Andrew George Warns Against Turning Countryside into “Developers’ Paradise”
Local MP, Andrew George, was quoted in a national newspaper at the weekend criticising the Government’s draft National Planning Policy Framework.
The Sunday Telegraph produced a front page article showing that both the National Trust and the Campaign to Protect Rural England (CPRE) were both strongly opposed to the Government’s plans which would lift many of the planning restrictions from the countryside. The planning reform is supposed to streamline complicated rules on buildings, reducing 1300 pages of National Planning Policy to just 52. Councils will be told that there should be a ‘presumption for development’.
Mr George, who is also an officer of the All Party Parliamentary Planning and Housing Group said:
“This would turn places like Cornwall into a ‘developer’s paradise’ and stop stone dead any chance of us ever meeting our desperate local housing need.
“The Conservatives know that the planning system is fuelled by greed rather than by need. This would give a massive hope value on virtually every piece of green space. The Government knows that you can’t build affordable housing with inflated land prices; which would be an inevitable consequence of the Government’s policy.
“Cornwall can provide the evidence of why this policy will not work. We are not NIMBY (Not In My Back Yard) folk in Cornwall.

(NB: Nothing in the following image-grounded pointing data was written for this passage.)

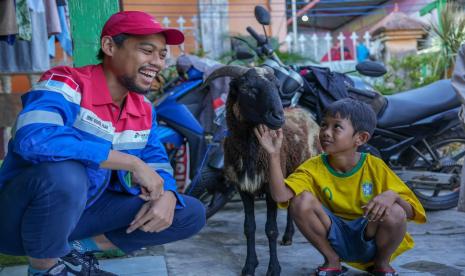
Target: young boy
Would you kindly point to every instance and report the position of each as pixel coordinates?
(349, 205)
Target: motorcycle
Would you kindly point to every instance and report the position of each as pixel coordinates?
(188, 135)
(418, 135)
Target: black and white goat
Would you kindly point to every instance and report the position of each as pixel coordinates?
(254, 99)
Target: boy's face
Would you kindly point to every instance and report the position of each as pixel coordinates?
(337, 135)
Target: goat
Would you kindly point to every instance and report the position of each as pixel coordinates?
(254, 99)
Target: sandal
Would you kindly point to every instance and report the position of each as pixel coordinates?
(383, 272)
(330, 271)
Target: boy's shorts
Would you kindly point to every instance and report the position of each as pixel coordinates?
(348, 240)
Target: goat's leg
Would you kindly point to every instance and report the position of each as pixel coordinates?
(271, 229)
(289, 232)
(249, 230)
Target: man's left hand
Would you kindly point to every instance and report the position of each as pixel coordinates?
(155, 215)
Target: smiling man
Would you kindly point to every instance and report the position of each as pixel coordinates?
(85, 171)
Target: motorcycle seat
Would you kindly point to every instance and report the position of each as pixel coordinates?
(410, 106)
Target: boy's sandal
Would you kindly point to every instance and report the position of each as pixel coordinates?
(383, 272)
(330, 271)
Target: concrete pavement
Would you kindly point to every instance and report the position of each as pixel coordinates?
(220, 249)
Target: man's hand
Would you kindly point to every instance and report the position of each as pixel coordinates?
(378, 208)
(271, 140)
(151, 182)
(155, 215)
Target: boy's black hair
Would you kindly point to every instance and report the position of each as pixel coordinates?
(118, 39)
(360, 114)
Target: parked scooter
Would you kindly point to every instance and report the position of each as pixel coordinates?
(418, 135)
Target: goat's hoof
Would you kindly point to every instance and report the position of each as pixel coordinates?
(286, 242)
(247, 273)
(248, 270)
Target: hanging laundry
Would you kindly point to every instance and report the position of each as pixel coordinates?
(8, 24)
(53, 21)
(64, 37)
(28, 56)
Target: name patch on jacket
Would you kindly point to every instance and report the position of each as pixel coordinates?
(131, 139)
(89, 122)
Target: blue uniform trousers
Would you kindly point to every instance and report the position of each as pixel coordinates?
(45, 207)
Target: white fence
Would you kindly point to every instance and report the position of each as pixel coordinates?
(339, 53)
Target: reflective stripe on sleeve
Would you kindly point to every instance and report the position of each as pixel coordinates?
(161, 166)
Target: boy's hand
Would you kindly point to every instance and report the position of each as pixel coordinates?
(378, 208)
(271, 140)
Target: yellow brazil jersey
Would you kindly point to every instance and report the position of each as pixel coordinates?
(344, 194)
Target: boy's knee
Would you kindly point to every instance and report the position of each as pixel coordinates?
(303, 203)
(396, 215)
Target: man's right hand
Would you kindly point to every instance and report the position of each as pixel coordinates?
(271, 140)
(150, 182)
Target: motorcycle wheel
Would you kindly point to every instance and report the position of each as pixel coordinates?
(450, 149)
(211, 189)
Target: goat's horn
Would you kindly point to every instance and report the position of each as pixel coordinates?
(233, 71)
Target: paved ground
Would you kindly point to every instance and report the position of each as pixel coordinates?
(219, 249)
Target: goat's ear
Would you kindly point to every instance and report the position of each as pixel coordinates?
(233, 86)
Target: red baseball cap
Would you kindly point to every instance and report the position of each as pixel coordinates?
(140, 23)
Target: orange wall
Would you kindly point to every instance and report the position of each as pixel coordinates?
(241, 15)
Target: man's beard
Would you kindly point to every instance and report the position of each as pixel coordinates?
(130, 85)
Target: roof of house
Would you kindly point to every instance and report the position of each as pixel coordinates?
(396, 20)
(333, 14)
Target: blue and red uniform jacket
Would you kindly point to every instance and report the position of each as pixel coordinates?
(70, 115)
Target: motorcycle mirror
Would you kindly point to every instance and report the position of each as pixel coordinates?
(371, 69)
(243, 53)
(262, 15)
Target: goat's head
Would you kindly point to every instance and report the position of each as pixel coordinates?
(254, 94)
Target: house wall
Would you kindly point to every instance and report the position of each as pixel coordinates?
(363, 23)
(172, 10)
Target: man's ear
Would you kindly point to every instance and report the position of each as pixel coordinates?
(362, 138)
(107, 45)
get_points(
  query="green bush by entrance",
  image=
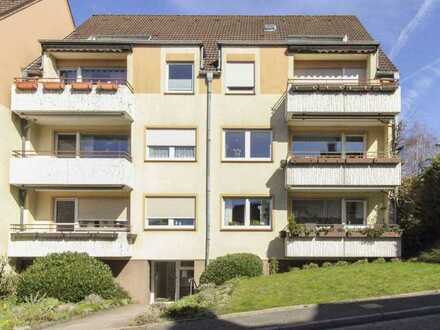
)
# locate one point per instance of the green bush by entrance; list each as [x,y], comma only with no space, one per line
[230,266]
[68,277]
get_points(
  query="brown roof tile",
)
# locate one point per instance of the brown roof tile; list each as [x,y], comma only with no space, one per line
[9,6]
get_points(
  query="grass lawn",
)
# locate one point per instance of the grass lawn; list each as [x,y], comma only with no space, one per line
[323,285]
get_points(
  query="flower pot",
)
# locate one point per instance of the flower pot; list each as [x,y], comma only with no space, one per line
[53,85]
[82,86]
[26,85]
[107,86]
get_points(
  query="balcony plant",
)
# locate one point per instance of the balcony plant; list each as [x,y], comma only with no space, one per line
[107,86]
[53,85]
[26,84]
[82,86]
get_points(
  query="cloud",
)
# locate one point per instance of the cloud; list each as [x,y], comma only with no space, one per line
[404,35]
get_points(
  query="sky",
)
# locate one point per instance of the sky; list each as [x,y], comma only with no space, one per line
[408,30]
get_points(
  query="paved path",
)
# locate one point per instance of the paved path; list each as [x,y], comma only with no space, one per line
[111,319]
[322,316]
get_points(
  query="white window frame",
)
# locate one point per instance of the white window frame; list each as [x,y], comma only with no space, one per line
[247,214]
[167,71]
[65,199]
[247,146]
[170,225]
[238,89]
[171,151]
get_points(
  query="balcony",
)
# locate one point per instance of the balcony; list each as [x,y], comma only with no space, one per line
[88,170]
[100,238]
[341,97]
[49,101]
[335,172]
[332,242]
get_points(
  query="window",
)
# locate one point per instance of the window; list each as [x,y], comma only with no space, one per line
[171,144]
[244,212]
[330,211]
[180,77]
[104,145]
[247,145]
[170,212]
[327,211]
[316,146]
[240,77]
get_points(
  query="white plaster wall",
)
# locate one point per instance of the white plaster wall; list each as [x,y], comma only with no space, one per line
[371,175]
[47,170]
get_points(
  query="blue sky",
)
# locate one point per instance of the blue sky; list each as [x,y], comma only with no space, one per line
[407,29]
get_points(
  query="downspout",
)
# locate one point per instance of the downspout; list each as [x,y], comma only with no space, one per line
[209,77]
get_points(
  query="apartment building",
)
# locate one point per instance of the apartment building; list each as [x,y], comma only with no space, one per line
[22,24]
[158,143]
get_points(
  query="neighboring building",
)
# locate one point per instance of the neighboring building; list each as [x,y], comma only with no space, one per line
[22,24]
[301,111]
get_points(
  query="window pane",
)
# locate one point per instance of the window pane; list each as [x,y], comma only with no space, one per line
[104,145]
[184,152]
[68,76]
[158,152]
[158,222]
[317,211]
[316,146]
[354,212]
[183,222]
[235,212]
[261,144]
[180,77]
[112,75]
[260,212]
[354,145]
[235,144]
[66,144]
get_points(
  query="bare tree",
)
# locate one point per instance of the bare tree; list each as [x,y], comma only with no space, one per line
[419,146]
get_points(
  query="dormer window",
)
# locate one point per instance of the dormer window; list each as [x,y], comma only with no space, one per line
[270,27]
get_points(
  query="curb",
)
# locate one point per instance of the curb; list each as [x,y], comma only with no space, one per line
[359,320]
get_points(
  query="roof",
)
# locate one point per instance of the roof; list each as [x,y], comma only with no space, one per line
[9,6]
[210,29]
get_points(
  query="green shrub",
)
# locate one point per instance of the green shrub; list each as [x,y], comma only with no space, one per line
[311,265]
[230,266]
[68,277]
[274,266]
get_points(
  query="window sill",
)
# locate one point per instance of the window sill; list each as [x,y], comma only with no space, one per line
[256,228]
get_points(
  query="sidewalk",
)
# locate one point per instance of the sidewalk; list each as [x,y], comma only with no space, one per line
[319,316]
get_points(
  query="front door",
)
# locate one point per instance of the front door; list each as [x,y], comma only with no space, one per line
[65,213]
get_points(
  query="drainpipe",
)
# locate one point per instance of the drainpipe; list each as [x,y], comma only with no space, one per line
[209,77]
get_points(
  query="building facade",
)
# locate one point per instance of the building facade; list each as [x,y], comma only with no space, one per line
[158,143]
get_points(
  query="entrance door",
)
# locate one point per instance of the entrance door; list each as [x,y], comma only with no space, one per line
[65,213]
[164,281]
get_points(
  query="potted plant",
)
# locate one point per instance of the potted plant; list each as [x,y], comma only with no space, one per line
[82,86]
[26,84]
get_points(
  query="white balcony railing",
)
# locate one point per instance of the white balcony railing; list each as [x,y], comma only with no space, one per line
[341,97]
[97,238]
[351,173]
[47,170]
[30,97]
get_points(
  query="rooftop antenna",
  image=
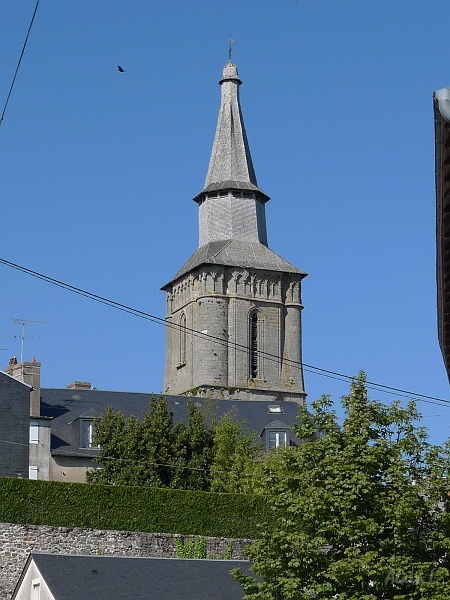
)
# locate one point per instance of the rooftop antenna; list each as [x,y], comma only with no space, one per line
[22,336]
[230,48]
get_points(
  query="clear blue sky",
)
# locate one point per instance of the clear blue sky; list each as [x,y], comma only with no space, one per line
[98,170]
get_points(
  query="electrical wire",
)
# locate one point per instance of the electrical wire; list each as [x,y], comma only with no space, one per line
[224,342]
[20,60]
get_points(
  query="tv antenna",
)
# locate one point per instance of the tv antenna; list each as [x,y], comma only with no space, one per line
[22,336]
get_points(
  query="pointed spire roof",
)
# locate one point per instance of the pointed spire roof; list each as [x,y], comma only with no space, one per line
[230,165]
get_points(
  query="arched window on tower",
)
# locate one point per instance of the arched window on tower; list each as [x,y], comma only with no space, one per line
[254,342]
[182,334]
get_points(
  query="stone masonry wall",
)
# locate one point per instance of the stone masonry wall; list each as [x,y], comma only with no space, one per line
[17,541]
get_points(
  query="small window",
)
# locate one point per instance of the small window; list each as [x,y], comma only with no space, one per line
[182,357]
[35,589]
[253,345]
[277,439]
[87,432]
[34,432]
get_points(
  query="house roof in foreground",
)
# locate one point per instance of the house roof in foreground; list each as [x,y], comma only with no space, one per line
[97,577]
[68,407]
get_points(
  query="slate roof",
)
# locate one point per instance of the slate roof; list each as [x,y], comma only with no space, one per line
[68,407]
[99,577]
[231,160]
[237,253]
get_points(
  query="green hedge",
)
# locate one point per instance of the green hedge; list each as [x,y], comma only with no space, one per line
[129,509]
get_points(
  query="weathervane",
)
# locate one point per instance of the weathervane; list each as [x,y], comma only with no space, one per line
[24,322]
[230,48]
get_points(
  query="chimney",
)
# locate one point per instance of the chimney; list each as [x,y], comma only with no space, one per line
[29,373]
[79,385]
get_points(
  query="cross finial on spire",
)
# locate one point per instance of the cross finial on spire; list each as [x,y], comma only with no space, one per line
[230,48]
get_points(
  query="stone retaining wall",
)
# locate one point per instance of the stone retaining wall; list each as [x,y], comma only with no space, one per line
[17,541]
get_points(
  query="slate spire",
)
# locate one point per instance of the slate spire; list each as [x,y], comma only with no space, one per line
[231,203]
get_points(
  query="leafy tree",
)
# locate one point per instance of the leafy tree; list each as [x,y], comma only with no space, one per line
[156,452]
[134,453]
[235,457]
[361,513]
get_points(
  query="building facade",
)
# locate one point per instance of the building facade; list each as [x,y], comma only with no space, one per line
[234,308]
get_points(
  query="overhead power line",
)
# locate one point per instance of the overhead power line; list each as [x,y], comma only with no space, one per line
[224,342]
[20,60]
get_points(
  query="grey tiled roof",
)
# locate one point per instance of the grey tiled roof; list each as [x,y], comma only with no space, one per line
[67,408]
[99,577]
[232,185]
[237,253]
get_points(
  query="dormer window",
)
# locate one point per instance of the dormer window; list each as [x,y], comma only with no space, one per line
[87,433]
[276,435]
[277,439]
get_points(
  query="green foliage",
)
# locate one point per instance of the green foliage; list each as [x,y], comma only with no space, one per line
[361,513]
[235,457]
[194,547]
[158,453]
[155,452]
[129,508]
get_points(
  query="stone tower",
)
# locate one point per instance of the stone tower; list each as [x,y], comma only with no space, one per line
[234,308]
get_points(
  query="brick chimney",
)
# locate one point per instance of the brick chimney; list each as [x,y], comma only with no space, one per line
[29,373]
[79,385]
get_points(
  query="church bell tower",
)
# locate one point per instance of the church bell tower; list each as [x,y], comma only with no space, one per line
[234,308]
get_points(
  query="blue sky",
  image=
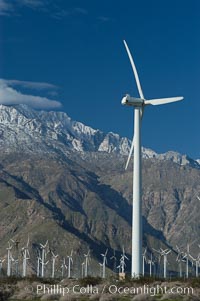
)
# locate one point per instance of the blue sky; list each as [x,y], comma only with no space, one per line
[71,52]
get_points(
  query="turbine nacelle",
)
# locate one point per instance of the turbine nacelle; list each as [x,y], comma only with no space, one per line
[132,101]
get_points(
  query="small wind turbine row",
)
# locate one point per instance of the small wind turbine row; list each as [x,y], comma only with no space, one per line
[48,262]
[45,256]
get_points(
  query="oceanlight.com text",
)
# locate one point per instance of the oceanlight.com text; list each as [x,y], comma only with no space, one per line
[112,289]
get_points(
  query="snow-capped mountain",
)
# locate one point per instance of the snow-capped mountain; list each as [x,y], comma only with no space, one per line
[25,129]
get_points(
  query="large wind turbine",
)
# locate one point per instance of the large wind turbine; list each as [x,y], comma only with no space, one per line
[139,104]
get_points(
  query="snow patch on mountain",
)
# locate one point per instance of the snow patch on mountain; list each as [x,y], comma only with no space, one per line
[25,129]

We’ve grown faster than almost anywhere else in Britain – the housing supply has more than doubled in the last 40 years. Yet the housing problems of local people have got dramatically worse. So we have learnt that simply allowing developers to set the planning agenda doesn’t provide the long-term answers for the local community.
“It sounds counterintuitive, but the best way to meet local need is to stop or restrict development and then to only allow developments to go forward as an ‘exception’ where it meets a local need in perpetuity. We have been done this for the past decade or so where planners have successfully restricted development.
“The Government has got this one wrong and must be made to think again,” said Mr George.
Mr George also pointed to a publication he circulated in May 2008 entitled ‘Local Need or Developers’ Greed?’